Paruar and Haitham read online that Kobani is burning. Meanwhile, Yazidis have occupied the airport in Bremen. In Brussels, Kurds have forced their way into European Parliament. In Celle, Salafists and Yazidis are doing battle in the streets. "We have to go to Celle," Paruar says.

His mother hears the word "Salafists" and storms into the room. "Paruar, you may not go out. Salafists have no God and no respect for the police. They aren't people, they are animals," she says.
"Yes, Ms. Bako."
"You are doing everything behind my back. If you go, I'm calling the police."
"Yeah, I get it. We'll see."
"Paruar, if you go, I swear, I'm calling Babo."


Watfa has been sleeping poorly for days. When her husband calls, he rarely has time to talk for more than a couple of minutes. And today, he hasn't called at all. Kurdistan TV is on and she turns up the volume. "I have to see where Islamic State is," she says. She wants everything to stop. Her children are going to demonstrations every night and her husband is up in the mountain in Iraq. "Why are these bacteria doing this? Why are they killing people in Kobani? They're all Muslims like they are!" Then, she says: "This Islamic State is nothing but shitty bacteria."

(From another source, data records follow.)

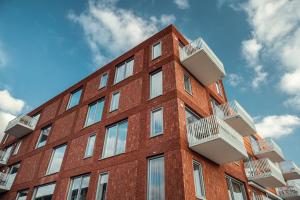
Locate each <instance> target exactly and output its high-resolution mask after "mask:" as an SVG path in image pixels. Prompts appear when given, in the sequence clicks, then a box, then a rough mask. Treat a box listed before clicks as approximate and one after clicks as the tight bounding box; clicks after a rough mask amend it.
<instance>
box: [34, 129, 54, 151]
mask: <svg viewBox="0 0 300 200" xmlns="http://www.w3.org/2000/svg"><path fill="white" fill-rule="evenodd" d="M50 131H51V125H48V126H46V127H44V128H42V130H41V133H40V136H39V139H38V142H37V144H36V148H40V147H43V146H45V145H46V143H47V139H48V137H49V134H50Z"/></svg>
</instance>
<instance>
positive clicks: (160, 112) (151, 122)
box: [150, 108, 163, 137]
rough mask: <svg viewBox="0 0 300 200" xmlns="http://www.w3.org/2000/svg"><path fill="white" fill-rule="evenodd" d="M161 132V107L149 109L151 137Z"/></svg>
mask: <svg viewBox="0 0 300 200" xmlns="http://www.w3.org/2000/svg"><path fill="white" fill-rule="evenodd" d="M162 133H163V109H162V108H158V109H155V110H153V111H151V135H150V136H151V137H153V136H156V135H159V134H162Z"/></svg>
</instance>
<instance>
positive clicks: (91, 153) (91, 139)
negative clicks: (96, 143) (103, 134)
mask: <svg viewBox="0 0 300 200" xmlns="http://www.w3.org/2000/svg"><path fill="white" fill-rule="evenodd" d="M95 141H96V135H95V134H94V135H91V136H89V138H88V142H87V146H86V150H85V157H91V156H92V155H93V151H94V145H95Z"/></svg>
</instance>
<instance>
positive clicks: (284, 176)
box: [279, 161, 300, 180]
mask: <svg viewBox="0 0 300 200" xmlns="http://www.w3.org/2000/svg"><path fill="white" fill-rule="evenodd" d="M279 167H280V169H281V172H282V175H283V177H284V178H285V180H294V179H300V168H299V167H298V166H297V165H296V164H295V163H294V162H293V161H284V162H281V163H279Z"/></svg>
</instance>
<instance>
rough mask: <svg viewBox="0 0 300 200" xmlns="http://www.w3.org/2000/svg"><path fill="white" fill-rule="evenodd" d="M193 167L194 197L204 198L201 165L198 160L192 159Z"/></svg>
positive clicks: (202, 176)
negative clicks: (197, 160) (193, 173)
mask: <svg viewBox="0 0 300 200" xmlns="http://www.w3.org/2000/svg"><path fill="white" fill-rule="evenodd" d="M193 169H194V184H195V192H196V197H197V198H199V199H204V198H205V192H204V182H203V175H202V167H201V165H200V164H199V163H198V162H196V161H193Z"/></svg>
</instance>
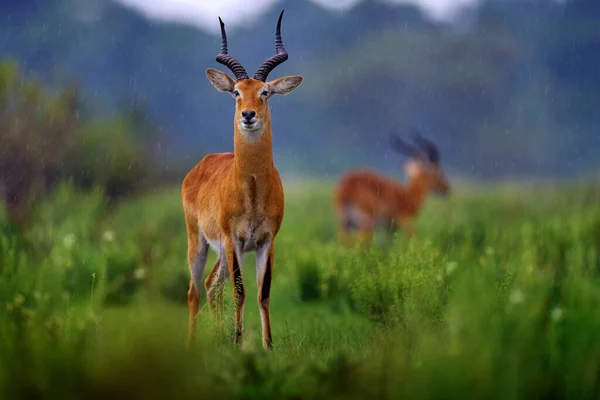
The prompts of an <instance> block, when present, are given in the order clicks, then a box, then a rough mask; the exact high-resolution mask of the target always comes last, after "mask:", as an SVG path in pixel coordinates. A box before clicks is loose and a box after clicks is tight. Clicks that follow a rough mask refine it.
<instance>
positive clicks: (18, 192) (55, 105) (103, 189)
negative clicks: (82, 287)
mask: <svg viewBox="0 0 600 400" xmlns="http://www.w3.org/2000/svg"><path fill="white" fill-rule="evenodd" d="M141 107H142V105H140V104H136V105H135V107H133V108H132V109H131V112H130V113H127V112H125V113H122V114H119V115H115V116H113V117H111V118H109V119H105V120H92V119H89V118H88V117H86V114H87V112H86V110H85V107H84V105H83V104H81V101H80V99H79V93H78V90H77V88H76V87H72V86H66V87H65V88H62V89H60V90H59V91H58V92H57V93H53V92H52V91H50V90H49V89H46V88H45V87H44V86H42V85H41V84H40V83H39V82H38V81H37V80H35V79H34V78H32V77H27V76H24V74H23V73H22V72H21V71H20V68H19V65H18V64H17V63H16V62H14V61H11V60H7V61H3V62H0V193H2V194H3V200H4V203H5V204H6V205H7V210H8V212H9V215H10V216H11V217H14V218H13V219H15V220H16V221H17V222H23V221H24V220H27V219H28V217H29V216H30V210H31V208H32V206H35V205H37V204H36V203H39V201H40V200H41V198H43V197H44V196H45V195H46V194H48V193H49V192H52V190H53V189H54V188H55V186H56V185H57V184H59V183H60V182H62V181H65V180H69V181H71V183H72V184H73V185H75V186H76V187H78V188H83V189H86V190H93V189H100V190H101V191H102V192H103V193H104V194H105V195H106V197H107V198H108V199H109V200H110V199H114V198H119V197H122V196H124V195H129V194H133V193H135V192H137V191H139V190H140V189H142V188H145V187H146V185H147V184H148V183H152V178H154V177H157V171H158V169H157V167H156V166H155V164H154V163H153V161H152V158H151V155H152V152H151V145H152V143H153V142H152V140H154V139H155V138H154V136H153V135H154V131H153V130H152V128H151V127H150V126H149V124H148V121H146V120H145V119H144V118H143V117H142V116H141V115H140V114H141V113H142V112H143V111H142V108H141Z"/></svg>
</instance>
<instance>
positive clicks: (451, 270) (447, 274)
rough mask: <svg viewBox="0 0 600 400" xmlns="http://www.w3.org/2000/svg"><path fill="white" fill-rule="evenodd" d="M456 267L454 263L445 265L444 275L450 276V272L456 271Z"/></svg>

It has all become too much for her. Her once-peaceful home is now full of war.

Suddenly, the Iraqi telephone rings and she knows immediately that it is her husband. Up on the mountain, Ali Bako is taking a break from the fighting and he tells his wife that Islamic State has just taken three villages and that they are only a few kilometers away, he can hear their gunfire. He says they are worse than Mussolini or Saddam. Watfa's husband then complains that he has run out of cigarettes and has begun smoking Iraqi tobacco, that his asthma has returned, that he has had to walk a lot in the last several hours and that his back is bothering him. The terrorists, he goes on, have now blocked all access roads to the mountains. They are surrounded.

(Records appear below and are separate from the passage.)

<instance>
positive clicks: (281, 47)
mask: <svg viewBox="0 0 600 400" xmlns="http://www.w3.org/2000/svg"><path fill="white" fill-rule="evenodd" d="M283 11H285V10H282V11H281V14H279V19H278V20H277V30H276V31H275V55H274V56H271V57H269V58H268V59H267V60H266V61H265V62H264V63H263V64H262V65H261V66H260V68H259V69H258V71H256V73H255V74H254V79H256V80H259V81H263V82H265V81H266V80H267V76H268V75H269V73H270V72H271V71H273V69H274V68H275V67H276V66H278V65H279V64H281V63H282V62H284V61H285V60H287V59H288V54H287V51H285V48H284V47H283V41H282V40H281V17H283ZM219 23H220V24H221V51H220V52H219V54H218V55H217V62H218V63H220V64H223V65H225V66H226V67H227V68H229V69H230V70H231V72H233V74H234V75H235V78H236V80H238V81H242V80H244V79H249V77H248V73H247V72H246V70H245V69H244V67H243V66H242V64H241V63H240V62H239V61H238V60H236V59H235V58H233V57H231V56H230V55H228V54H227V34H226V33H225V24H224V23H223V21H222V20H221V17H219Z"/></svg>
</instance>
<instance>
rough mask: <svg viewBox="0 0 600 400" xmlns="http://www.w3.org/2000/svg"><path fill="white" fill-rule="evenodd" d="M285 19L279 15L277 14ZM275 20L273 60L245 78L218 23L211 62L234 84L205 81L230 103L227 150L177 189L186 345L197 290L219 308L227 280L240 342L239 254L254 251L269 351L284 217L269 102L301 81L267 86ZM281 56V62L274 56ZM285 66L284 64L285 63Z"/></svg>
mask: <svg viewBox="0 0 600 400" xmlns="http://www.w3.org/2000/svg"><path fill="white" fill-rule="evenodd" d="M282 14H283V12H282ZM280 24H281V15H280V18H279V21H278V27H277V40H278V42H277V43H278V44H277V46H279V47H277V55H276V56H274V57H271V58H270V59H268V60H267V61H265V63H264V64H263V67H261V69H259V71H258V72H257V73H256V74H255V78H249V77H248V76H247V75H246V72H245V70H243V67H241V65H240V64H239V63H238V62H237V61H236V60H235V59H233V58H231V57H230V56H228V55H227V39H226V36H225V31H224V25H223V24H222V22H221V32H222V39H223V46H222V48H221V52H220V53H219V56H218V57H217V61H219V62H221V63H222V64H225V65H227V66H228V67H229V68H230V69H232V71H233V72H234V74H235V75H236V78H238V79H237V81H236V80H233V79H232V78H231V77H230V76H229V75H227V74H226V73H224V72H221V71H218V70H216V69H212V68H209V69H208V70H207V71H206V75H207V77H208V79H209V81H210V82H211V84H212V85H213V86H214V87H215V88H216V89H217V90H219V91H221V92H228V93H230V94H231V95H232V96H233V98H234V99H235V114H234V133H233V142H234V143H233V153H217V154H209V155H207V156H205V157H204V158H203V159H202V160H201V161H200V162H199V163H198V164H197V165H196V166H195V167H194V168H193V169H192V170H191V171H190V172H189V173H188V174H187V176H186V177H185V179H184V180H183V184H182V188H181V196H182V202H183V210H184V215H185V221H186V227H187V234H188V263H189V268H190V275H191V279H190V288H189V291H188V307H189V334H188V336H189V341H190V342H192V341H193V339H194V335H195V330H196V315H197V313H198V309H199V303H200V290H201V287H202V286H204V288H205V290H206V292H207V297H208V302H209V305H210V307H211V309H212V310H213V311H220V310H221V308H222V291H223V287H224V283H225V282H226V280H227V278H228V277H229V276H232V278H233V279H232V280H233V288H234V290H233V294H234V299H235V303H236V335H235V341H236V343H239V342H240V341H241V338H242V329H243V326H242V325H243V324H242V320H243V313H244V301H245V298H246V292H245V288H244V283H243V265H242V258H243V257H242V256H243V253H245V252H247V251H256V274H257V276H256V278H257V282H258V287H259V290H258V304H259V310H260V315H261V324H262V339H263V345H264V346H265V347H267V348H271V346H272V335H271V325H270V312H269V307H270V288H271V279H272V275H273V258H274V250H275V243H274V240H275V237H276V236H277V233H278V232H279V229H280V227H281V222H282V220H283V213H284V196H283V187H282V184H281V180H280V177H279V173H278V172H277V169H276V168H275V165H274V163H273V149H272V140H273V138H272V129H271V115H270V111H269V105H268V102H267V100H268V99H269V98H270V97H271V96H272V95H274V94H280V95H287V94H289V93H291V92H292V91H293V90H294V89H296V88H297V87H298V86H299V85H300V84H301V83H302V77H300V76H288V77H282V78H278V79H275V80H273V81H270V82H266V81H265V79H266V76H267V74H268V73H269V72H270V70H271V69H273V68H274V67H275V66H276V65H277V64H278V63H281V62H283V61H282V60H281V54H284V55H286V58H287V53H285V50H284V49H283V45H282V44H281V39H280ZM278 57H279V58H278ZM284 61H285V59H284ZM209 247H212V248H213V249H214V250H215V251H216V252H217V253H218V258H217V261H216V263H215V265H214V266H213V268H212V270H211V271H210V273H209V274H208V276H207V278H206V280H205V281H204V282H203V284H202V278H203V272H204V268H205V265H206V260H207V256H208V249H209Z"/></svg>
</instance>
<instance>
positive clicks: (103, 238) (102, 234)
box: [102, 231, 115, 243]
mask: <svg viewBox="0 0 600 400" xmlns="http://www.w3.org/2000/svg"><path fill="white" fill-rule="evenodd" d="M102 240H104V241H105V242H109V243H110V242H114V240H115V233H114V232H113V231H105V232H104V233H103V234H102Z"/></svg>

The chat lasts just a couple of minutes, after which Watfa sets down the phone and slumps onto the sofa next to her son. For a moment, the living room is completely silent.

It is Paruar who breaks it: "Someday, the phone is going to ring and someone is going to tell us that our father is dead. Perhaps soon, mama. Babo isn't coming back, you need to prepare for that. If it comes to that, you shouldn't be sad, he's already almost 60, what else does he have to do? We will say that he died for his people."